可是那些痛,真的撕心裂肺。让你想扑到地上去打滚惨叫,又让你无力,一动不能动。
值得吗?生命的小小诱惑,不过象吃过饭的饱足感,淡淡的,回味里不是不够,就是过了。
生命里的折磨却象永不愈合的溃疡,慢慢折磨你每一天每一天,你总是以为,明天会更好,你的胃却只证明明天会更糟。

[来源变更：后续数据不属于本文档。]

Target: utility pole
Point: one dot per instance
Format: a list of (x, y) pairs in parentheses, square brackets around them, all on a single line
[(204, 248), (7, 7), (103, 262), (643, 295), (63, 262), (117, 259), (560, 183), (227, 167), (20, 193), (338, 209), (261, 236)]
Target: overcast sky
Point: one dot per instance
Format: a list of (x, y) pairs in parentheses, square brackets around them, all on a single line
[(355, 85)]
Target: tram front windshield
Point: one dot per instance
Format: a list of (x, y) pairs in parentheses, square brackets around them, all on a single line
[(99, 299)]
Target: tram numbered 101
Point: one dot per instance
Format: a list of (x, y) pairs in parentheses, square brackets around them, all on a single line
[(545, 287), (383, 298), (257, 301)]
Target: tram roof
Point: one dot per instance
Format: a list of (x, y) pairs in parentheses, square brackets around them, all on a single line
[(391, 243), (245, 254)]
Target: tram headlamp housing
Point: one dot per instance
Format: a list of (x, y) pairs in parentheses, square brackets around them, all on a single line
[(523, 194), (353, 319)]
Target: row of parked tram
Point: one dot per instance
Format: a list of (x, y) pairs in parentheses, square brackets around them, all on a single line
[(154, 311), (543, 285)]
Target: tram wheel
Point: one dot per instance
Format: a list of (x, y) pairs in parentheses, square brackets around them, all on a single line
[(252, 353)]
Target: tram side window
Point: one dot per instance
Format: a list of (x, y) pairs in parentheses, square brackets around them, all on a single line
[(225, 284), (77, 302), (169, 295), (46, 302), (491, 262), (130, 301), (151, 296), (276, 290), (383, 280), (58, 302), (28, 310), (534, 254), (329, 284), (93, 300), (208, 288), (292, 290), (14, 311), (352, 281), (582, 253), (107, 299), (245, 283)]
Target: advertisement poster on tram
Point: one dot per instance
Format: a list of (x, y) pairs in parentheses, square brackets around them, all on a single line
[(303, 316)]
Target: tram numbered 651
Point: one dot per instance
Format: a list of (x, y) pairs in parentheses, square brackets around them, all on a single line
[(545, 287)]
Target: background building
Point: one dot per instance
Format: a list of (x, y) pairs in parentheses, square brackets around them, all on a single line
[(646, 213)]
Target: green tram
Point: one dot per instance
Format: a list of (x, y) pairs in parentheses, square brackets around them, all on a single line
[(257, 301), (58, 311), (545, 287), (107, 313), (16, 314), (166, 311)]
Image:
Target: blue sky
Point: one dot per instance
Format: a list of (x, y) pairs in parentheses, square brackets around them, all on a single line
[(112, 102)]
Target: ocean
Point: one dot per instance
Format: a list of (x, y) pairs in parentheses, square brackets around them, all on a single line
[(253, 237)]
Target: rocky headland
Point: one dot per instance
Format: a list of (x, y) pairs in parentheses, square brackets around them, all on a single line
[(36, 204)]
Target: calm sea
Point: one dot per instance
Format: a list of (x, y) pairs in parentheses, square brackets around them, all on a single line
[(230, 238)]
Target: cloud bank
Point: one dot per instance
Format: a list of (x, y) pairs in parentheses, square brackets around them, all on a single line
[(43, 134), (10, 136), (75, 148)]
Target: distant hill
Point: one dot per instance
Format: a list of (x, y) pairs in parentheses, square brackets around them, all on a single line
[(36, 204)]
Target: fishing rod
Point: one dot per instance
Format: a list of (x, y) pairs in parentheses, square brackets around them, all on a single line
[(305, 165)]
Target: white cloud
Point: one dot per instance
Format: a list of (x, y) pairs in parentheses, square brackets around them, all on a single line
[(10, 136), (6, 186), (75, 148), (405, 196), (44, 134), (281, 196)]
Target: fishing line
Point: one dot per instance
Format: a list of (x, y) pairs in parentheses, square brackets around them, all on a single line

偶尔你觉得今天比昨天好,所以明天应该更好,你的胃却在明天到了的时候告诉你,你应该珍惜昨天的好时光,因为所有没让你在床上打滚的疼痛,都是生命的恩赐。
帅望低头,看着自己的手,好象看到大量大量的血在一滴一滴滴落,一如当年,他的手腕受伤,看着自己流血,那种绝望又痛快的感觉。
我想,也许,我该计算一下,我的生命里,到底是疼痛更多,还是温馨美好的日子更多,我想,也许我该回头看一眼,活着值得吗?生命是否只是一个陷阱,即无意义也无价值。
韦帅望抬头,望向无限虚空,望向冥冥中的造物者:“生命的意义何在?为何我要苦苦挣扎,为何我不能象按死蚂蚁一样,按死不为我所喜的人?在你眼里,你所创造的生命,与蚂蚁何异?当你说这些不义的人应该死去时,是否就象一个实验室的操作员,洗掉不合格的细菌样本?因何一只细菌杀死另一只细菌变成禁忌?借着互相残杀以求进化,不是你定下的规则吗?如果聪明人勤奋的人不能得到更大生存空间,更多繁殖机会,是否进化已结束?我们就是终点了吗?那我们为何要变强?为了不被欺负?那就是说,别的强者可以欺负我们,而我,成了强者,却不能欺负别人,这不是一个可笑的要求吗?”
韦帅望站起来:“去他的道德底线,我要去杀了苏雷,没道理要等他长到十五岁再杀他,难道我还指望他原谅我?”
苏雷就在隔壁,那孩子同韦帅望不一样,他只是静静地存在,并不寻求任何温暖一怀抱。
帅望推开门,苏雷没动,可是他睁开了眼睛,帅望慢慢走过去,被月光下那双清冷的目光吓了一跳。
那孩子睁着眼睛,可是并没有看他,那双眼睛盯着天花板,亮晶晶的眸子上有一框小小的窗子,一动不动,月光凝结在他的眼睛里,没有生命没有温度的感觉。
帅望呆站在那儿。
他不动,那孩子也不动,好象他不是活人,好象他已经死了,他不思考没感情也不想人打扰。